Robust fault detection and classification in power transmission lines via ensemble machine learning models

Sci Rep. 2025 Jan 20;15(1):2549. doi: 10.1038/s41598-025-86554-2.

Abstract

Transmission lines are vital for delivering electricity over long distances, yet they face reliability challenges due to faults that can disrupt power supply and pose safety risks. This research introduces a novel approach for fault detection and classification by analyzing voltage and current patterns across transmission line phases. Leveraging a comprehensive dataset of diverse fault scenarios, various machine learning algorithms-including Random Forest (RF), K-Nearest Neighbors (KNN), and Long Short-Term Memory (LSTM) networks-are evaluated. An ensemble methodology, RF-LSTM Tuned KNN, is proposed to enhance detection accuracy and robustness.
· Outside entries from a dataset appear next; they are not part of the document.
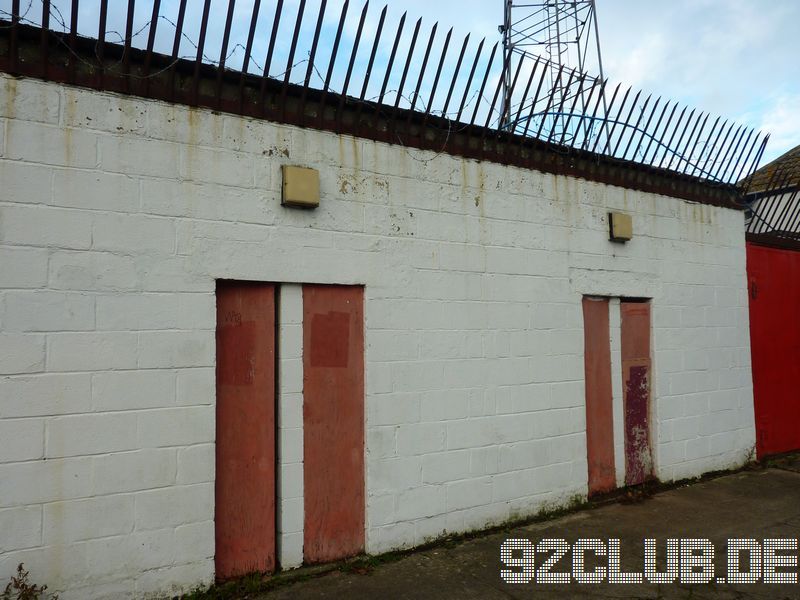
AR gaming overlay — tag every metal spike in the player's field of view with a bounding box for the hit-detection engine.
[69,0,79,82]
[570,73,602,149]
[359,6,388,101]
[622,96,661,160]
[688,117,721,177]
[587,83,630,153]
[144,0,161,95]
[614,94,653,160]
[301,0,328,89]
[720,128,753,183]
[95,0,108,90]
[481,49,511,132]
[642,100,678,165]
[281,0,306,87]
[261,0,283,79]
[606,87,642,156]
[391,18,422,110]
[536,65,564,139]
[168,0,186,99]
[8,0,20,74]
[699,119,733,179]
[192,0,211,106]
[408,23,439,116]
[667,108,702,170]
[658,106,694,169]
[683,113,711,175]
[736,131,761,185]
[425,27,453,123]
[40,0,50,77]
[217,0,238,108]
[442,34,469,118]
[713,125,744,180]
[455,38,486,123]
[558,73,594,146]
[730,129,758,184]
[469,42,498,125]
[520,56,547,141]
[336,0,369,123]
[547,69,576,142]
[121,0,136,86]
[508,56,539,132]
[317,0,350,127]
[376,13,407,105]
[578,79,608,150]
[496,55,525,139]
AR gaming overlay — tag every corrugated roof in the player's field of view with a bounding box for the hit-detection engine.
[748,146,800,193]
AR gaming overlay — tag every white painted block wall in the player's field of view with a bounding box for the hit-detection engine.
[0,76,754,598]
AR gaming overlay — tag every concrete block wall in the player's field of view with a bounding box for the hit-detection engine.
[0,76,754,598]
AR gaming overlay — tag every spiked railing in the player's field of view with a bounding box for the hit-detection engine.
[741,163,800,242]
[0,0,769,186]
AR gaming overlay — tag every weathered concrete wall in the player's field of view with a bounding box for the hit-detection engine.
[0,77,754,598]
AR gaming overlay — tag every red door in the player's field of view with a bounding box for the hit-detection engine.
[747,244,800,457]
[215,282,275,579]
[303,285,364,563]
[583,297,617,495]
[620,300,653,485]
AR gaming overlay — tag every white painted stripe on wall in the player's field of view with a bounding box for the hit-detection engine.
[276,284,305,569]
[608,298,625,487]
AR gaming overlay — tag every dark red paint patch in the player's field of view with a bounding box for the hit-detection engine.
[310,312,350,367]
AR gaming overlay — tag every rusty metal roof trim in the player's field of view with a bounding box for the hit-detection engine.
[0,13,748,209]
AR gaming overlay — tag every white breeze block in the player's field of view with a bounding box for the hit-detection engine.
[0,75,755,599]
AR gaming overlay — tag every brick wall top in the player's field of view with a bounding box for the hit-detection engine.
[0,19,743,209]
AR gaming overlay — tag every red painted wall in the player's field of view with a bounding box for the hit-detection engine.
[620,300,653,485]
[583,297,617,495]
[303,285,365,563]
[747,243,800,457]
[215,282,275,579]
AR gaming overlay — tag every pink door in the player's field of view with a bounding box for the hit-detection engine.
[620,300,653,485]
[215,282,275,579]
[303,285,364,563]
[583,296,617,495]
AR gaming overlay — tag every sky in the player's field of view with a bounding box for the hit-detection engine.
[0,0,800,164]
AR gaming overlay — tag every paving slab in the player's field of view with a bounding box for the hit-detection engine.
[259,468,800,600]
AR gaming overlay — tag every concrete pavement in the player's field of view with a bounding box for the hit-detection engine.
[259,455,800,600]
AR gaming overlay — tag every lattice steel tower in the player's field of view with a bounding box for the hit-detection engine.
[500,0,605,141]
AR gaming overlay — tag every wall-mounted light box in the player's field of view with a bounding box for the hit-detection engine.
[281,165,319,208]
[608,213,633,243]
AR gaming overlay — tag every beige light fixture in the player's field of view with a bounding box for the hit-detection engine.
[281,165,319,208]
[608,213,633,243]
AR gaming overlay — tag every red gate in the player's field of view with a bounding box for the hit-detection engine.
[747,242,800,457]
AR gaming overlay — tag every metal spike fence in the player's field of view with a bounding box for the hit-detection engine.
[0,0,769,185]
[742,163,800,242]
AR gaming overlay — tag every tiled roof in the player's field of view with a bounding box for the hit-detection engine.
[748,146,800,192]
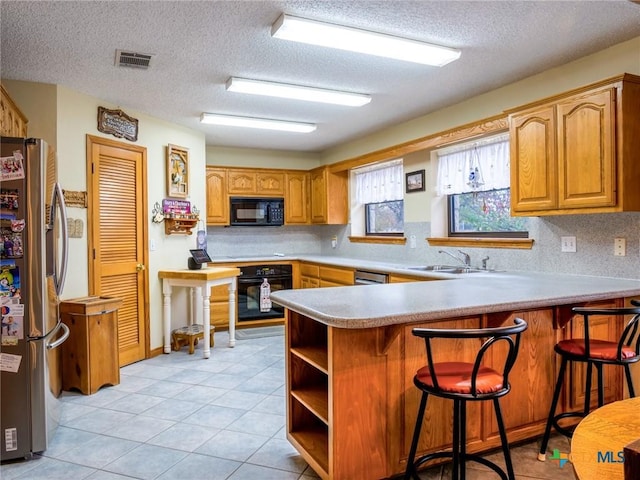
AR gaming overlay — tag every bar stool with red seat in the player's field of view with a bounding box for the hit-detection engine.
[404,318,527,480]
[538,300,640,462]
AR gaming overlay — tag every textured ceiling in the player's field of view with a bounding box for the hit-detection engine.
[0,0,640,151]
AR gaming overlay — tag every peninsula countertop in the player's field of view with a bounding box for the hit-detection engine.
[271,272,640,328]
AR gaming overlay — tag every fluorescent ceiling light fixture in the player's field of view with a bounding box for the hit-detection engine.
[200,113,317,133]
[226,77,371,107]
[271,13,461,67]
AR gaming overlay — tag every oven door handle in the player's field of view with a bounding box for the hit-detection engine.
[238,275,292,285]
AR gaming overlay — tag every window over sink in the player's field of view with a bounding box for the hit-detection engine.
[436,134,529,238]
[351,159,404,236]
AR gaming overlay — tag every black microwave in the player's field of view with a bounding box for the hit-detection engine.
[229,197,284,227]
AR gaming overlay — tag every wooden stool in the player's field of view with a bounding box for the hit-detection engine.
[171,324,215,354]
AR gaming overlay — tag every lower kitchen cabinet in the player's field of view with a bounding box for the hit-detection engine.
[286,299,623,480]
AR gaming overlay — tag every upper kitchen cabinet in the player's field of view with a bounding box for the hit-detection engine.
[0,85,28,137]
[311,167,349,225]
[206,167,229,225]
[284,172,309,225]
[227,168,284,193]
[507,74,640,216]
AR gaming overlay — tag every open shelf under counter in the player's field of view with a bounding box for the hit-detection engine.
[291,345,329,373]
[291,386,329,425]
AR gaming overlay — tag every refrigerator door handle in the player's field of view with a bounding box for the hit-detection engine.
[45,321,69,350]
[48,182,69,296]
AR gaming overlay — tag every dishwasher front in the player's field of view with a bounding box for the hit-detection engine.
[353,270,389,285]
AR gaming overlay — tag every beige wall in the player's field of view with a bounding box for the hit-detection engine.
[2,80,58,148]
[207,146,320,170]
[321,37,640,164]
[3,32,640,348]
[3,81,206,349]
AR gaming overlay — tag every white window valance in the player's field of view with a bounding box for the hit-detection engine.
[354,159,404,204]
[436,135,509,195]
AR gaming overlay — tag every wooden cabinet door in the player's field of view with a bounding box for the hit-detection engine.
[509,106,558,214]
[284,172,309,225]
[300,262,320,288]
[206,167,229,225]
[557,88,616,208]
[300,276,320,288]
[256,171,284,196]
[311,168,328,223]
[227,169,256,195]
[319,266,354,287]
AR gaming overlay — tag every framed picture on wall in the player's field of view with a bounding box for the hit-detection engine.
[405,170,424,193]
[167,144,190,198]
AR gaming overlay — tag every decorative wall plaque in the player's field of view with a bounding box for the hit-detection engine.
[98,107,138,142]
[62,189,87,208]
[167,144,191,198]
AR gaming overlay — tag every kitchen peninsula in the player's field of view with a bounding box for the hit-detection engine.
[272,272,640,480]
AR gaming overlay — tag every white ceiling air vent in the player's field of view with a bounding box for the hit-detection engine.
[116,50,153,70]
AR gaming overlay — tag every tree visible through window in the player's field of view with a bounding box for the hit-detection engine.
[449,188,527,237]
[354,159,404,235]
[437,135,528,238]
[365,200,404,235]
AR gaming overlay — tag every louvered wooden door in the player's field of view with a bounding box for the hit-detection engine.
[87,135,149,366]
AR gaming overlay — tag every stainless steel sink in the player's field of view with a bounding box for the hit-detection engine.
[409,265,489,274]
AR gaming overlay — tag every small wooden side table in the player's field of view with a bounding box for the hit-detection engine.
[158,267,240,358]
[571,397,640,480]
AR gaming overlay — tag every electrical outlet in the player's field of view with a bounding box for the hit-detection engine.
[560,237,576,253]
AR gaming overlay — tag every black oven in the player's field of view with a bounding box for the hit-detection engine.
[238,265,293,322]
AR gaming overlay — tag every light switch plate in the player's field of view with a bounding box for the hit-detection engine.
[560,237,576,253]
[613,238,627,257]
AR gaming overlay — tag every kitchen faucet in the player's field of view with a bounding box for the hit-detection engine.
[438,250,471,267]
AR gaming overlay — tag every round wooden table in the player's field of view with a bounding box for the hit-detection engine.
[571,397,640,480]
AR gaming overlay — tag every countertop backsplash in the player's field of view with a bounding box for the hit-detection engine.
[207,213,640,279]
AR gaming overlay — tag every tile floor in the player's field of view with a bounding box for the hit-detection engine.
[0,332,575,480]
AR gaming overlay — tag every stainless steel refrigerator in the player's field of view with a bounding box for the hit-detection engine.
[0,137,69,461]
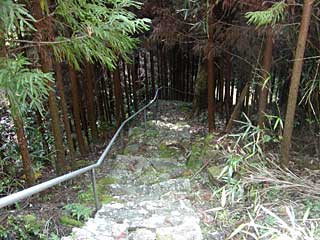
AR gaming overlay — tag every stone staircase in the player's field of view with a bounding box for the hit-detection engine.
[62,101,203,240]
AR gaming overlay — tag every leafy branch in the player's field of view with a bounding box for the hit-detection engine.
[245,1,287,27]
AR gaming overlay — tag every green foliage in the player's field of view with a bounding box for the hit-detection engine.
[0,55,53,114]
[63,203,92,221]
[0,0,35,38]
[0,214,46,240]
[60,215,83,227]
[187,134,213,169]
[245,1,287,27]
[52,0,150,69]
[229,114,283,159]
[78,177,116,205]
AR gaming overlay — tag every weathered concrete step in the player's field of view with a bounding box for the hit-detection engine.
[64,200,202,240]
[115,155,185,171]
[108,178,191,201]
[108,155,192,185]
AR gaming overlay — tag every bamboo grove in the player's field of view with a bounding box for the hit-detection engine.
[0,0,320,192]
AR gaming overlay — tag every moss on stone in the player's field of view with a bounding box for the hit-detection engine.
[78,177,117,205]
[60,215,83,227]
[159,143,181,158]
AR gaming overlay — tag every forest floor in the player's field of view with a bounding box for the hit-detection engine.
[0,102,320,240]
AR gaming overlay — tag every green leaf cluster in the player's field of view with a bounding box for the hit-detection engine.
[0,0,35,38]
[0,55,53,114]
[64,203,92,221]
[245,1,287,27]
[52,0,150,69]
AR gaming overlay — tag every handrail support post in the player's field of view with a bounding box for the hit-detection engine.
[91,168,99,211]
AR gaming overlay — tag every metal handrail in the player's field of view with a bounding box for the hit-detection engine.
[0,87,194,210]
[0,87,170,210]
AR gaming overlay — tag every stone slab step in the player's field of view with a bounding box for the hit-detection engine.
[63,200,203,240]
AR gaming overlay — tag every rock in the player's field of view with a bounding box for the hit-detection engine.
[129,229,156,240]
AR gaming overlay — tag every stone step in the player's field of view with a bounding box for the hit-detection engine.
[63,200,202,240]
[108,155,191,185]
[108,178,191,201]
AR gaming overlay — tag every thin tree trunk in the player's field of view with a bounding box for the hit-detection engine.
[32,0,66,175]
[122,60,131,116]
[224,54,232,121]
[131,62,138,112]
[13,114,35,186]
[224,82,250,133]
[150,50,156,96]
[69,65,86,155]
[144,53,150,101]
[207,12,215,132]
[258,27,273,128]
[281,0,314,167]
[55,63,75,166]
[35,110,49,158]
[113,64,122,127]
[84,62,98,143]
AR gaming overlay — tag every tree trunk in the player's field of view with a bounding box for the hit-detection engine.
[113,64,122,127]
[224,54,232,121]
[35,110,50,158]
[192,62,208,116]
[55,63,75,166]
[131,61,138,112]
[32,0,66,175]
[122,60,131,116]
[224,82,250,133]
[13,114,35,186]
[258,27,273,129]
[207,12,215,132]
[150,50,156,97]
[281,0,314,167]
[69,65,86,155]
[84,62,98,143]
[144,53,150,102]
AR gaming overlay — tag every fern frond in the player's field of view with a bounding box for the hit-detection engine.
[245,1,288,27]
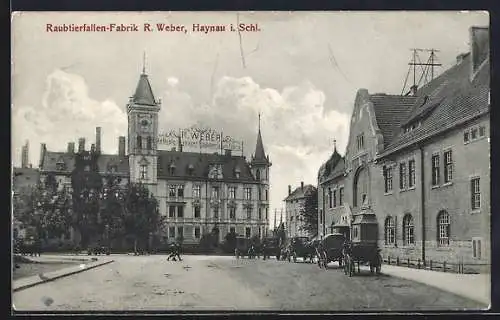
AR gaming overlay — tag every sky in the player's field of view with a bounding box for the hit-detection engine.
[11,11,489,228]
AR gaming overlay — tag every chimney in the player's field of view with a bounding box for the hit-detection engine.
[78,138,85,153]
[469,27,490,74]
[21,141,29,168]
[410,85,418,96]
[39,143,47,168]
[95,127,101,153]
[68,142,75,154]
[118,136,125,157]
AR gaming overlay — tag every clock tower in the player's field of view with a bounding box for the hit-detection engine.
[127,62,161,194]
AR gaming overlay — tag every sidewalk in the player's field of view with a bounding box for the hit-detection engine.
[12,256,114,292]
[362,264,491,307]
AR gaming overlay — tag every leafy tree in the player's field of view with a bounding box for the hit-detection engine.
[299,188,318,235]
[224,231,236,250]
[71,167,102,248]
[123,184,164,251]
[14,175,72,242]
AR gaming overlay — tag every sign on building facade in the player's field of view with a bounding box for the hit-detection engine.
[158,127,243,152]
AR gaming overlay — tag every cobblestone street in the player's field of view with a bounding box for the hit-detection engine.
[13,255,482,311]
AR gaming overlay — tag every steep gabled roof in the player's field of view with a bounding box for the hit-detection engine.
[285,184,317,201]
[370,94,417,147]
[380,55,490,157]
[158,151,256,182]
[41,151,129,175]
[132,73,156,106]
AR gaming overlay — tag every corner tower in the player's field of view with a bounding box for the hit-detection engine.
[250,114,271,236]
[127,58,161,193]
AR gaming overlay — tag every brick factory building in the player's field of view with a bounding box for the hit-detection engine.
[318,27,491,264]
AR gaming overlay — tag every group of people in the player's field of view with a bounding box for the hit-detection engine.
[167,242,182,261]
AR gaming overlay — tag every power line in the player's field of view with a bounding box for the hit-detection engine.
[401,48,441,95]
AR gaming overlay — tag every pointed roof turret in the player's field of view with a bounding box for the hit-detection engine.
[252,113,269,164]
[132,55,157,106]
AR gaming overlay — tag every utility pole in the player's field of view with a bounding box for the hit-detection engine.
[401,48,441,96]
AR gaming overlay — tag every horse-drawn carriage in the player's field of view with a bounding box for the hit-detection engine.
[288,237,315,262]
[342,209,382,277]
[234,237,257,259]
[317,233,346,268]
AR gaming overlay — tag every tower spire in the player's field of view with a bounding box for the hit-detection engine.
[142,50,146,74]
[259,111,260,132]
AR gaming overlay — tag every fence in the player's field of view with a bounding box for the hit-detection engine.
[382,256,491,274]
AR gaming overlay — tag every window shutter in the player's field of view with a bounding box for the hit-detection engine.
[476,240,481,259]
[470,179,475,209]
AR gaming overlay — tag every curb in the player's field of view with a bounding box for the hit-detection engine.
[368,265,491,306]
[12,260,115,292]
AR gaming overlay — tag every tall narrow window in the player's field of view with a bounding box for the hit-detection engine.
[432,154,439,186]
[464,129,470,143]
[403,214,415,246]
[339,188,344,206]
[194,206,201,218]
[177,185,184,198]
[408,160,415,188]
[385,217,396,245]
[444,150,453,183]
[229,187,236,199]
[212,187,219,199]
[470,178,481,210]
[384,167,392,193]
[399,163,408,190]
[168,185,175,197]
[193,185,201,198]
[328,188,332,208]
[245,188,252,200]
[437,211,450,246]
[140,165,148,180]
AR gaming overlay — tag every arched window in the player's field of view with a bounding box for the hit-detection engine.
[403,214,415,246]
[137,136,142,149]
[437,211,450,246]
[328,188,332,208]
[385,217,396,244]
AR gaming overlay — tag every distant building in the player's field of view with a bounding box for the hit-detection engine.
[35,67,271,244]
[284,182,318,238]
[318,27,491,263]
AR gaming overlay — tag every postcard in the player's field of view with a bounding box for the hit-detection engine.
[11,11,491,313]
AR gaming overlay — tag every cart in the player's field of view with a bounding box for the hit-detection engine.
[342,208,382,277]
Results indicate that RF-LSTM Tuned KNN achieves a remarkable accuracy of 99.96% on a multi-label dataset, outperforming RF (97.50%) and KNN (96.55%). In binary classification, KNN attains the highest accuracy of 99.85%, closely followed by RF at 99.72%. This methodology provides significant advancements in fault detection capabilities, offering valuable insights for improving grid reliability and stability, and ensuring a more resilient power supply.

Keywords: Ensemble learning; Fault detection; Machine learning; Power stability; Transmission lines.